青竹、黃葉随機将容家門口攔住,大有讓她們二人不進屋的作态。
“嫂嫂,清清不出門不知道。一出門就發現這京城中,連九品小官的庶女都有貼身婢女。”
“哥哥、爹爹二人雖然官位不高,但俸祿應該足夠一家人開支了,又何必過的這麼緊巴巴的。”
趙淺畫見她牙尖嘴利的,冷笑道:“俸祿?就那點錢你以為夠什麼?容家這棟宅子,還是拿我嫁妝買的。”
容從清咬咬牙,此事他們确實理虧。
沒成婚前,爹爹的積蓄都用來供哥哥讀書,确實沒法在京城買宅子。
見小姑子一下癟了氣。
趙淺畫也不願與她撕破臉皮,卻對着冷戚然陰陽道:“姑娘,實在對不住。
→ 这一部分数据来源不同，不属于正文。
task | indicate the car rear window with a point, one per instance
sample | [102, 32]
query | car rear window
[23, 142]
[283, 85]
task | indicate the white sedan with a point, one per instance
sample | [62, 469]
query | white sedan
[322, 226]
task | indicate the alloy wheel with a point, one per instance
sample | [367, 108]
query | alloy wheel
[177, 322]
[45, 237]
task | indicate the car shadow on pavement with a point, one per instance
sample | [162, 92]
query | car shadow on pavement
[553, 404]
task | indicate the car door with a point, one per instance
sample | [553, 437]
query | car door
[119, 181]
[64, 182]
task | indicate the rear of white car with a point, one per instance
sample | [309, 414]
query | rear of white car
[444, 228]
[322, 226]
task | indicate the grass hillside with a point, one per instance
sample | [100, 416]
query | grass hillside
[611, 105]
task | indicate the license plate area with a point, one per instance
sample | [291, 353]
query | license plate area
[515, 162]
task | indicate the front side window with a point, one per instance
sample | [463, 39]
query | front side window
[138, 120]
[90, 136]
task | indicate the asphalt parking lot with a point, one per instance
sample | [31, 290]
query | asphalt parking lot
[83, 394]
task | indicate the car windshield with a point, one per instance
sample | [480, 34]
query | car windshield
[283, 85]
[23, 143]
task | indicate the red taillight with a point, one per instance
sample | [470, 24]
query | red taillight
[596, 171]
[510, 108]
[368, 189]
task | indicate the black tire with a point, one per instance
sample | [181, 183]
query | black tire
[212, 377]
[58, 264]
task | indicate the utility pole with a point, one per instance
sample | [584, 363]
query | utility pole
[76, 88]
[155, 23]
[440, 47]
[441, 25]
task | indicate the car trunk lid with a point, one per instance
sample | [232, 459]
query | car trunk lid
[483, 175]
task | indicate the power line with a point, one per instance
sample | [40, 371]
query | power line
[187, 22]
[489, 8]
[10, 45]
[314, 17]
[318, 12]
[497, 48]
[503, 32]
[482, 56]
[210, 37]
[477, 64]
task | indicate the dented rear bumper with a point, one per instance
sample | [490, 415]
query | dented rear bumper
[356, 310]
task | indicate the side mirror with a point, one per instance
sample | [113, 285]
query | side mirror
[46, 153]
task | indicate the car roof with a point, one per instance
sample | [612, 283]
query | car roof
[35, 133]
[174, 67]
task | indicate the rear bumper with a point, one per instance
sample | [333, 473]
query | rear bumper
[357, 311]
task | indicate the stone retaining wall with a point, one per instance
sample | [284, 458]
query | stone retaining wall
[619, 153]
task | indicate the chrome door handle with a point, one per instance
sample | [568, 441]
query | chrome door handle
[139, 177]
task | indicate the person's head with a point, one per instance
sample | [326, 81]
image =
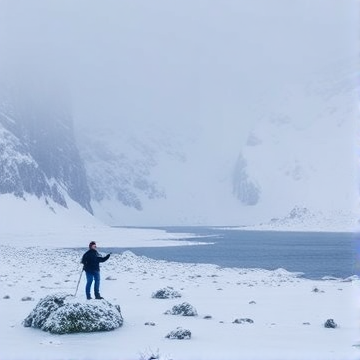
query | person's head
[92, 245]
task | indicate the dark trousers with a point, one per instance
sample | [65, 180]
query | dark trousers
[90, 277]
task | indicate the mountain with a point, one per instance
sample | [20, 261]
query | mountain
[38, 152]
[299, 154]
[295, 167]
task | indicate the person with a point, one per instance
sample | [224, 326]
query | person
[91, 260]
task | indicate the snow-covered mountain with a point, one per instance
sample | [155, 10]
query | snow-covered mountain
[299, 154]
[38, 152]
[295, 167]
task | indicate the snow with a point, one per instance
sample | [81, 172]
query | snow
[288, 312]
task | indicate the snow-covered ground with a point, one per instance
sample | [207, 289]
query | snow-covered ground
[288, 312]
[41, 251]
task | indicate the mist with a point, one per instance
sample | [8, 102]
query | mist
[178, 64]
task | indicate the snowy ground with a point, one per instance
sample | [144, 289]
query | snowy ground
[288, 312]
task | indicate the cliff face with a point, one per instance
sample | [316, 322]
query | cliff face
[38, 153]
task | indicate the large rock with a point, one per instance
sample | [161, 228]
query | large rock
[62, 314]
[184, 309]
[166, 293]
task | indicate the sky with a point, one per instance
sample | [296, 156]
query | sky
[178, 64]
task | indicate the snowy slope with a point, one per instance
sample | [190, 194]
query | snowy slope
[299, 154]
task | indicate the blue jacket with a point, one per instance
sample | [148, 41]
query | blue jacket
[91, 260]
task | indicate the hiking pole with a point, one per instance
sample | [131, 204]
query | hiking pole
[78, 282]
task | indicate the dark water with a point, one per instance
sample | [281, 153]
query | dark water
[314, 254]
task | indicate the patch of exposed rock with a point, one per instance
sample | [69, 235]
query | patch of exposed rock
[63, 314]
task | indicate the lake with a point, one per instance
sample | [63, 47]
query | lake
[315, 254]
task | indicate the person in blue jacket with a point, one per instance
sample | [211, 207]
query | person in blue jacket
[91, 260]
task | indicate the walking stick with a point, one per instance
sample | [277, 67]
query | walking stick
[78, 282]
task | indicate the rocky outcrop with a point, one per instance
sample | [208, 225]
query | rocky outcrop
[38, 151]
[62, 314]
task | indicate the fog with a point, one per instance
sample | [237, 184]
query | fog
[181, 64]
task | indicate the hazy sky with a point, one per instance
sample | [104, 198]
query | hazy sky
[179, 62]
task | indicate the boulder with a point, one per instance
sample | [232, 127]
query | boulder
[63, 314]
[243, 321]
[184, 309]
[179, 334]
[166, 293]
[330, 323]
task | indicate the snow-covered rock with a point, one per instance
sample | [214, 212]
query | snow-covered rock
[179, 334]
[184, 309]
[166, 293]
[61, 314]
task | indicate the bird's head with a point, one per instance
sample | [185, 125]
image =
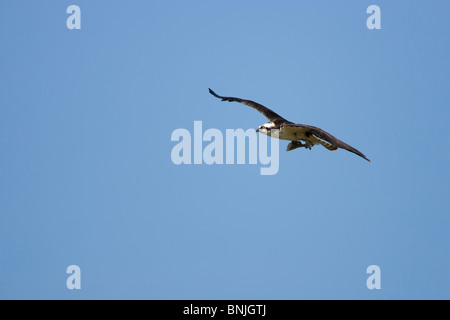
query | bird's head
[265, 128]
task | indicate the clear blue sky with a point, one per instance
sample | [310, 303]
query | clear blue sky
[86, 176]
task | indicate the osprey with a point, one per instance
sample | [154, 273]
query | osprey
[292, 131]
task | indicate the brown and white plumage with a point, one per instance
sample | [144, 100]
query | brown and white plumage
[293, 132]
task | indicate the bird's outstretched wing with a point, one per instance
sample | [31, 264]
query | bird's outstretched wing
[269, 114]
[323, 135]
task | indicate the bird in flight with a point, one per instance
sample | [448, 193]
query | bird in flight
[294, 132]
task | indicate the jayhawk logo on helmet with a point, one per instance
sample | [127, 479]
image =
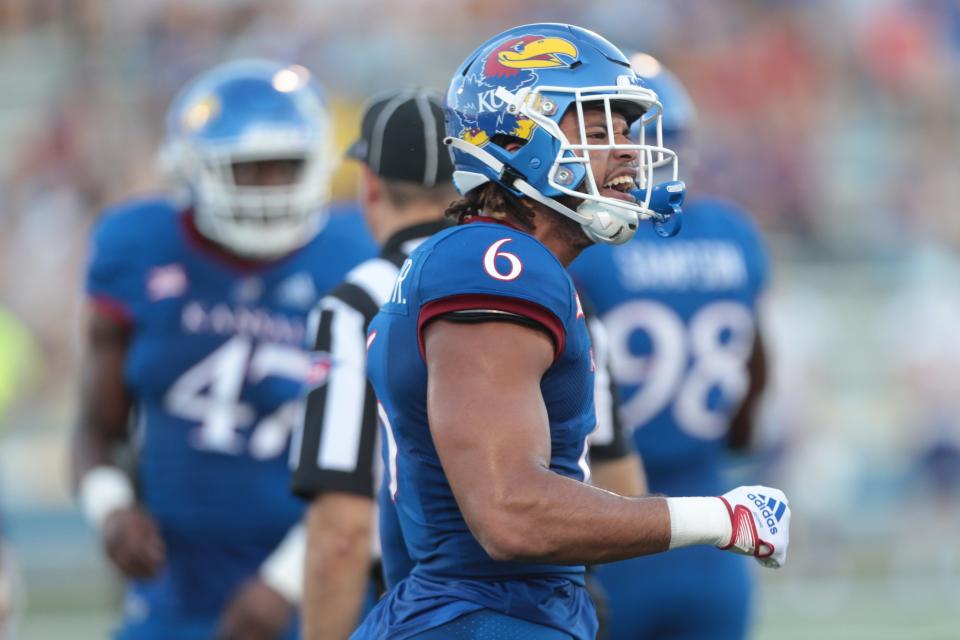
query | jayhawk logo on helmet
[512, 65]
[526, 53]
我家妹妹年輕不懂規矩,這事她說的不算。”
她剛靠近冷戚然兩步,血腥味湧進鼻腔,讓她忍不住反複作嘔。
趙淺畫眸子一驚。
怎麼又覺得惡心了起來,怕不是?
容從清心底一笑,盯着她有些肚子微微隆起,順勢從懷中掏出一錠銀子:“桃兒,你去給嫂嫂請個大夫來。”
她們二人站在容家門前,誰也曾對自己的決定進行不退讓。
“容從清,看來你今日是非要與我作對了?”
“嫂嫂對容家勞苦功高,是家裡的頂梁柱,我怎麼會敢跟您作對呢?我隻是想有個婢女而已,做事方便些。”
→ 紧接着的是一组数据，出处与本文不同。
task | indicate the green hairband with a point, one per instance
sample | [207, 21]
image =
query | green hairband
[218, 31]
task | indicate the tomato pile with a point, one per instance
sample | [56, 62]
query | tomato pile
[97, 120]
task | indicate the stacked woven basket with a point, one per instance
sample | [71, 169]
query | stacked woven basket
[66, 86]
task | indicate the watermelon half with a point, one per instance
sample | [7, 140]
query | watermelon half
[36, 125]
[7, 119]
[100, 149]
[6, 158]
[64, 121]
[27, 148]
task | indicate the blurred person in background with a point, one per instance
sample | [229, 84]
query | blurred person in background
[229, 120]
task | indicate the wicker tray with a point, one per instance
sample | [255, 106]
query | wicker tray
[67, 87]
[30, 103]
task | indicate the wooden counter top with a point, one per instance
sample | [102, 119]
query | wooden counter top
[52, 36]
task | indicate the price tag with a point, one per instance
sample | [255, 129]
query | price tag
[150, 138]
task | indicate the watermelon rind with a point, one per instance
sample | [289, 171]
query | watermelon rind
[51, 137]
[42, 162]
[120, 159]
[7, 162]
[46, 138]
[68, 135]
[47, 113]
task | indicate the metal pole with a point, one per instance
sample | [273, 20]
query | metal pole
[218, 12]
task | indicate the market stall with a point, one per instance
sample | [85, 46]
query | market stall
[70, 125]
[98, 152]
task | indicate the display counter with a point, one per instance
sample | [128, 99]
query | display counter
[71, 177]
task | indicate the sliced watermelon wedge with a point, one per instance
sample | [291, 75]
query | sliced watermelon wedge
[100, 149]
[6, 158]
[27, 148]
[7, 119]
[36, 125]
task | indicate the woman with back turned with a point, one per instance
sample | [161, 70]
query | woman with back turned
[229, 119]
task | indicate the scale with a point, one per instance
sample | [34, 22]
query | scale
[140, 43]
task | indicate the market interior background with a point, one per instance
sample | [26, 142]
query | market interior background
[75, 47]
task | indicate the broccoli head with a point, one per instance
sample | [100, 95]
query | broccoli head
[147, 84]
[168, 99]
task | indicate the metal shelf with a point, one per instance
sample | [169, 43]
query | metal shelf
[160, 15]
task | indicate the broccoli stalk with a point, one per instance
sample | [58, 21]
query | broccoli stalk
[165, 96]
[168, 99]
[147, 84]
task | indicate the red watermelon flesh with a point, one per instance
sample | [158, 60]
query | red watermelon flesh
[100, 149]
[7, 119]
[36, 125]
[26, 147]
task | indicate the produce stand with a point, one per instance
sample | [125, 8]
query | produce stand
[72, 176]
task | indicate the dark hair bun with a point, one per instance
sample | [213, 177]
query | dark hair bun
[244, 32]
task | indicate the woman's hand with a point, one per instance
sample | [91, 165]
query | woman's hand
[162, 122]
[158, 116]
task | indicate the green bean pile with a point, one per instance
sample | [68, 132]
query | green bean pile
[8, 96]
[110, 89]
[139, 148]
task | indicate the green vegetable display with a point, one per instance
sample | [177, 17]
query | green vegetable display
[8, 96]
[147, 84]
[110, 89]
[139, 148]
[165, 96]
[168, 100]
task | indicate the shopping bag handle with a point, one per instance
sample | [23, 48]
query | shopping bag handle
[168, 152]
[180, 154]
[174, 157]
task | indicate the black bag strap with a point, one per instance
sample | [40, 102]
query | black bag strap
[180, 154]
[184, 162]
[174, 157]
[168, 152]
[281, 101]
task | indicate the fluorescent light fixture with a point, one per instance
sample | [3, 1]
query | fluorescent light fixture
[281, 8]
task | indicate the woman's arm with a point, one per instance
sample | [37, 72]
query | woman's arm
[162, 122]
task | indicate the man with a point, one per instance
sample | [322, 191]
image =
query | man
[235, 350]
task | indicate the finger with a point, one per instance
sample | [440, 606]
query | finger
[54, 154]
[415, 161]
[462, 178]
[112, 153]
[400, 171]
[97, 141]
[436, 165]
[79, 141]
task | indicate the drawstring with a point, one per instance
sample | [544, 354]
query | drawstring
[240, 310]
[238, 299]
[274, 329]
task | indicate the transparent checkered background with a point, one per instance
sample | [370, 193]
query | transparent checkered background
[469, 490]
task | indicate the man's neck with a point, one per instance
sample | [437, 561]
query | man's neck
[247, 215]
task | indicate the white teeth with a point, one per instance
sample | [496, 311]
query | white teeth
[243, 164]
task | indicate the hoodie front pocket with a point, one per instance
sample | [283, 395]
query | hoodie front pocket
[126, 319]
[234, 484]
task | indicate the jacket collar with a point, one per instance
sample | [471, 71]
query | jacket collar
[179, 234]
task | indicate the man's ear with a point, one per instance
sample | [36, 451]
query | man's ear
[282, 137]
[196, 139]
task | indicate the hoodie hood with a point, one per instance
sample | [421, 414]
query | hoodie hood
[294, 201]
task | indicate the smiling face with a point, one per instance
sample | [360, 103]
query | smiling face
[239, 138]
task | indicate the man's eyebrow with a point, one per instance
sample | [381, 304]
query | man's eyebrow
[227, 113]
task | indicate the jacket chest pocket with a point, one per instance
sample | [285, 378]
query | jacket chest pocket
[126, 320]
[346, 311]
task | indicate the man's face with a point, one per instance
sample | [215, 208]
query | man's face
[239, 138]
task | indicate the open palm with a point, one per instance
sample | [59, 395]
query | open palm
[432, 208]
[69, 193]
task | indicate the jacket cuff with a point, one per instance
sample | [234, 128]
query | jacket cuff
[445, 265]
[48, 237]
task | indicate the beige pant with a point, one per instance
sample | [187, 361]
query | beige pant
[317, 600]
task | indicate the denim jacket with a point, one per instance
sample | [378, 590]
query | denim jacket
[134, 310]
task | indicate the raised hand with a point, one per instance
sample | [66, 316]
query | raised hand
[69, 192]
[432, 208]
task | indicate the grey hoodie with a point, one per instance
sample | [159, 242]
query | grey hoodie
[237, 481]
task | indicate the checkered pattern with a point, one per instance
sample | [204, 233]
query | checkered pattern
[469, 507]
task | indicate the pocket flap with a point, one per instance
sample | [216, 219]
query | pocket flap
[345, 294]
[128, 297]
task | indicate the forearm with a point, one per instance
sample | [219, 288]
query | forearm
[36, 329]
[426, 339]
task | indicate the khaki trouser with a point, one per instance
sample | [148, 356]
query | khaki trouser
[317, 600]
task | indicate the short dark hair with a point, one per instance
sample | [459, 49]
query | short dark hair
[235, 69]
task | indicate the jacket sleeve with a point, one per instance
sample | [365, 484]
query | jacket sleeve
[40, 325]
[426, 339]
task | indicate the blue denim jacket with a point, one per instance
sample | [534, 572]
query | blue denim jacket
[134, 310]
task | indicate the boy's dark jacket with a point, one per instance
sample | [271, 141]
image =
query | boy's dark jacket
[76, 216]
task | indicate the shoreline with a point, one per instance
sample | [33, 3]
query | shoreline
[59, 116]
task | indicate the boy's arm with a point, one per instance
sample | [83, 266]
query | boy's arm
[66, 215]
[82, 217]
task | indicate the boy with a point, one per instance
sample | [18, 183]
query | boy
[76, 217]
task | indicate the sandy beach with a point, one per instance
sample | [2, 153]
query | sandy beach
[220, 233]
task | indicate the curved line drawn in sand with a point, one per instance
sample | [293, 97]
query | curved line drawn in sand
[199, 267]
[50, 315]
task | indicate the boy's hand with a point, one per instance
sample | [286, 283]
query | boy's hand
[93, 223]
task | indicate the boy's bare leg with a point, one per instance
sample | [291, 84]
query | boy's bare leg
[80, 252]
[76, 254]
趙淺畫又想前走了兩步,威脅道:“看來是容家日子太好過了,讓你都不知道天高地厚了。青竹,給我把小姐帶進柴房。”
還沒等青竹邁出幾步,隻聽啊的一聲,她被冷戚然一掌打到胸前,栽倒在地。
“好呀!好呀!這就是容家的好女兒。”
“我是管不住你了,看着這個家沒有我的容身之地了。”
趙淺畫早就無心糾纏,她自認站住了理,拿着容從清出手傷人的話柄就退了步。
當務之急,她要确認下肚子裡是不是真的有了孩子。
明明每次都喝上避子湯,她應當不會有身孕的。
容家鬧劇結束,容從清帶着冷戚然方才進了屋。
還沒等門打開,冷戚然就攔住容從清的步子,悄悄搖了搖頭,壓低聲音道:“屋裡有人。”
容從清心底突突得跳着,小心翼翼得推開門,裡面空無一人。
她再一轉身,隻見聽一聲巨響,門已經關上。
容家姑娘的閨房裡出現了兩名不速之客——周時彥,雙羽。
周時彥的眼神冰冷像裹着霜雪,他顯然已經知道今天所發生的一切了。
“今日是誰給你的命令,讓你去的碼頭?”
容從清避開他的眼神,眼睫毛微微發顫,他怎麼會這樣生氣?
冷戚然剛要動身相護,就被雙羽點住了穴位。
隻聽她聲音像小貓一樣的軟糯:“是小女自己的主意。”
他斥責道:“魯莽。”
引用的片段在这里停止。